The quarter-million-mile distance to the moon makes real-time, two-way communication for remote control impossible. And since the moon has no GPS satellites, Astrobotic's vehicles will have to get around without those too.

Instead, an Astrobotic lander will find its way to a pre-defined landing spot using onboard maps. On the way down, the lander will also have to identify, in real-time, obstacles that could jeopardize the mission. That feat was famously completed only in the nick of time as fuel ran low by Neil Armstrong during the first human lunar landing in 1969.

After touchdown, Astrobotic's lander will launch a rover, which also will have to find its way around without remote control from Earth or the benefit of GPS.

Astrobotic's solution for both landers and rovers: a self-contained form of navigation the company calls terrain-relative navigation.

GPS denied

Astrobotic's navigation system relies on maps made from images taken from lunar orbit by NASA's Lunar Reconnaissance Orbiter (launched in 2009 and still mapping the lunar surface). The maps will guide the lander to within 100 meters of the touchdown site, Thornton explains. From there, an onboard machine vision system will take over. “It's the same kind of cameras that you would use in a factory [robot] to identify parts and distances from things," Thornton says.

The rover will also sense wheel turns the way terrestrial cars track mileage. It will also carry a laser range finder, or LIDAR, and an inertial navigation unit that can calculate movement from small accelerations.

Despite the extra gear, navigation on the lunar surface comes with its own set of dangers. “Shadows, of course, can kill your rover because it's a solar-powered rover, and shadows are super cold," Thornton explains. “It is really, really important to navigate precisely so that you can avoid the shadows and get to the right location at the right time, such that you stay in light throughout."

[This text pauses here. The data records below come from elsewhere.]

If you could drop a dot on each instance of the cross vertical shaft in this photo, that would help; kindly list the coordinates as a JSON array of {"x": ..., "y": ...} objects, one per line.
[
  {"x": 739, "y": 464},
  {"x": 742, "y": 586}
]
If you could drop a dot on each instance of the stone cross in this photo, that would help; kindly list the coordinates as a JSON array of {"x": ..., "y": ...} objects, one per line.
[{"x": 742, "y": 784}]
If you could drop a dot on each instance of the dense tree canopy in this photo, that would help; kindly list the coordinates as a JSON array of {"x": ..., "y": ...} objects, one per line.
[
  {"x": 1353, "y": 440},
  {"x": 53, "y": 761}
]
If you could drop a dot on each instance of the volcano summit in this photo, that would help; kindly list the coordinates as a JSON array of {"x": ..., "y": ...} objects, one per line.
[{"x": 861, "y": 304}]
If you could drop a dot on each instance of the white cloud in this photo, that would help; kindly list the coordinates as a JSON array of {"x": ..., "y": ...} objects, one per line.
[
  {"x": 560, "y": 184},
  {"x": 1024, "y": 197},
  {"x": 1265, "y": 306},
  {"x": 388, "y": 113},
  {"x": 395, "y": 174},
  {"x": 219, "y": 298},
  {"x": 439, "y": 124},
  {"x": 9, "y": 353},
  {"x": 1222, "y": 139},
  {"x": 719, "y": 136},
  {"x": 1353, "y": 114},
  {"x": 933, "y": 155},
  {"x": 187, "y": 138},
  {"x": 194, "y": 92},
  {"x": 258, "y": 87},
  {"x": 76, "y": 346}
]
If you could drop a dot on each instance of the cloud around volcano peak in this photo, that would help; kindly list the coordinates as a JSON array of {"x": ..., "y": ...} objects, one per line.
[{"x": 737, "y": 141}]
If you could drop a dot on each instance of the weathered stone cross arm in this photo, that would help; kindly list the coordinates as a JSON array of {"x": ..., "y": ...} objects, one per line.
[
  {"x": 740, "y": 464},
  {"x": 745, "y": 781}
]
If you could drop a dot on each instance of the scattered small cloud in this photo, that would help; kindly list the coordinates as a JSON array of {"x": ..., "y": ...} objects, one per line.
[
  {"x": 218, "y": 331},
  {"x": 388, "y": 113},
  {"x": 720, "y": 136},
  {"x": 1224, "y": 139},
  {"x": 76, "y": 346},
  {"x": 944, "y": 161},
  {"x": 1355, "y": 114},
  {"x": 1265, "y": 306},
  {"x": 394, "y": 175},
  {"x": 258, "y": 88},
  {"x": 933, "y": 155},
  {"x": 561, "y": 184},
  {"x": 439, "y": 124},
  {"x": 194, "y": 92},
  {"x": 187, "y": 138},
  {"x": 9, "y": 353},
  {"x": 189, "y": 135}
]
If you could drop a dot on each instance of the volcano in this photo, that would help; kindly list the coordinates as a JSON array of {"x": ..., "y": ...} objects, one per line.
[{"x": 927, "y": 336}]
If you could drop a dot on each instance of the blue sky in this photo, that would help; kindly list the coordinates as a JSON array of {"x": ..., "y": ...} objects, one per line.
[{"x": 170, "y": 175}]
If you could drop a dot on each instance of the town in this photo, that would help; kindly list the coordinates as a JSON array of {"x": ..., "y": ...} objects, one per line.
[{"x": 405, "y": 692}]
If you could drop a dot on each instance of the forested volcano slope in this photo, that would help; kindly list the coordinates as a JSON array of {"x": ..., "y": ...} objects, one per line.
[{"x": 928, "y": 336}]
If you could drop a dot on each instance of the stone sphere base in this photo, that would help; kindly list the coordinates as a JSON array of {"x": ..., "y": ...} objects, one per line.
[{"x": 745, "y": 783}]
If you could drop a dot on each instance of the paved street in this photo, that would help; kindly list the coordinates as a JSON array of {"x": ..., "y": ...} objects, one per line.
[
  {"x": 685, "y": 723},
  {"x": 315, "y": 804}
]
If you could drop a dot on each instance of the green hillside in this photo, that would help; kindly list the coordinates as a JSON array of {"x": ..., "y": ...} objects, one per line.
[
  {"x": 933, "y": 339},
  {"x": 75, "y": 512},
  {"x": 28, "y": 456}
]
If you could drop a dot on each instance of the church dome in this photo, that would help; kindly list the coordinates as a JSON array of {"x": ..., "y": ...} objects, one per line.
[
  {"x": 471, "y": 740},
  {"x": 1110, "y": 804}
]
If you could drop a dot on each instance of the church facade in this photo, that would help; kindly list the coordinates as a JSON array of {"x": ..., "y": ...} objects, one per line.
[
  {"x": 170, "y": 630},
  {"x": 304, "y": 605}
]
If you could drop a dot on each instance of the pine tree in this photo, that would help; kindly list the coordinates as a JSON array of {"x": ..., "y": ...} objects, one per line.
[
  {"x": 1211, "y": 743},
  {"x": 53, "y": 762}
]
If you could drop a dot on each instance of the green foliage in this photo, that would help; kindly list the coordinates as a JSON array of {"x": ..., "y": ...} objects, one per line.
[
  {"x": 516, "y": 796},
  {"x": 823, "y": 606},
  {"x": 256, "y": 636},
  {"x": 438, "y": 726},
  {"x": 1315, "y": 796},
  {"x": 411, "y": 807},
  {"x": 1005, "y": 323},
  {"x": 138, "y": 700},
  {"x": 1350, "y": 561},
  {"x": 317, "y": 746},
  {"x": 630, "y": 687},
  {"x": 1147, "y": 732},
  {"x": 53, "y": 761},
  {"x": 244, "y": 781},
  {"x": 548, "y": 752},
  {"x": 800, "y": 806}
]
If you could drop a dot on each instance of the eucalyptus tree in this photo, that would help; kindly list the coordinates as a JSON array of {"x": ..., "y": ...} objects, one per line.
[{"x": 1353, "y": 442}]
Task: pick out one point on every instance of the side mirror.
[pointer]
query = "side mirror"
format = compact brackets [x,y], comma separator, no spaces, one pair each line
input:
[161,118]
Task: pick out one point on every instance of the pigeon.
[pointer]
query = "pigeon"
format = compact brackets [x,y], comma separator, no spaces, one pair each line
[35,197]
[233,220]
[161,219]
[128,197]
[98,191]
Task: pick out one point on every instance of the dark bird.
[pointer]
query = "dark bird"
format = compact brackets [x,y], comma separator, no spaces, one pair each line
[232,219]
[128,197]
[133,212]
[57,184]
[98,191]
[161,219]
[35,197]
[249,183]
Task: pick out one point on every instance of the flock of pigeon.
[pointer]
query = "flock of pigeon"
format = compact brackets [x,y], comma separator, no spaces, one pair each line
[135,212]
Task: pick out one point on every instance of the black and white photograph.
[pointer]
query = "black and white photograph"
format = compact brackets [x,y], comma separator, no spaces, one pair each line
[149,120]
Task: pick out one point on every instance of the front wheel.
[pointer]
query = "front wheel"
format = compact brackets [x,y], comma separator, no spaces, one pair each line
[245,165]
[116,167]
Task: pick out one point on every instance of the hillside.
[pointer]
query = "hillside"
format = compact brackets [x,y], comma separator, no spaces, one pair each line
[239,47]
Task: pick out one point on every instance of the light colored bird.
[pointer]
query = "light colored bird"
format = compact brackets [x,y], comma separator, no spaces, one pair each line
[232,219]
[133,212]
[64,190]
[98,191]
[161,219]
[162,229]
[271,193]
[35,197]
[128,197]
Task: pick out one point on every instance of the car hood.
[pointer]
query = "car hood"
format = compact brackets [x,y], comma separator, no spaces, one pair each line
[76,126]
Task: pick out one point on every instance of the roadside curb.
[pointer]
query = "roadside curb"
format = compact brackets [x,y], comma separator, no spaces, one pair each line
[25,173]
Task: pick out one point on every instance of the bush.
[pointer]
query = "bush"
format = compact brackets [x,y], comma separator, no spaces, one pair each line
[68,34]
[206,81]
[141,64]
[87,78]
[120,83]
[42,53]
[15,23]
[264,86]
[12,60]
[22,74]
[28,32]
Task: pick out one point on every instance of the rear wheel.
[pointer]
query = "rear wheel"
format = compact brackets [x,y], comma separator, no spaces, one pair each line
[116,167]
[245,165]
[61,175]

While the first generation of Astrobotic vehicles will depend on maps, the next generation will get around without even that extra bit of help. “Let's say you approach an asteroid that you haven't mapped," Thornton says. “Can you map it in real-time and navigate it in real-time? That's the next level."

Earthly applications

Astrobotic's terrain-relative navigation system will not only help future space exploration but could also advance location services in GPS-denied environments closer to home.

In Iceland in the summer of 2018, a drone with Astrobotic's visual navigation system onboard successfully navigated the inside of a lava tube—a cave created by lava flow—similar to those on the moon.

Lofthellir Lava Tube Ice Cave Iceland 2019

While helping to prove the technology that will soon fly on the moon, the test also pointed the way to future Earthy applications.

War zones with ever-shifting terrain and cities whose tall buildings block and scatter GPS signals are two areas Thornton imagines benefiting from alternatives to GPS. “Anywhere the GPS signal might be degraded, you want a backup for it."

Blazing a trail for the future

After launching its first mission, Astrobotic plans to carry scientific and commercial payloads to the lunar surface annually. “The exciting thing is that NASA wants to do that too," Thornton says. “So that means that we have at least one customer that wants to run at that cadence. And we'll be able to combine that with demand from the rest of the world."

Along the way, terrain-relative navigation might just find its way back to Earth's GPS-challenged environments—perhaps through research partnerships like our recently announced team-up with the Symbiosis Institute of Geoinformatics in India.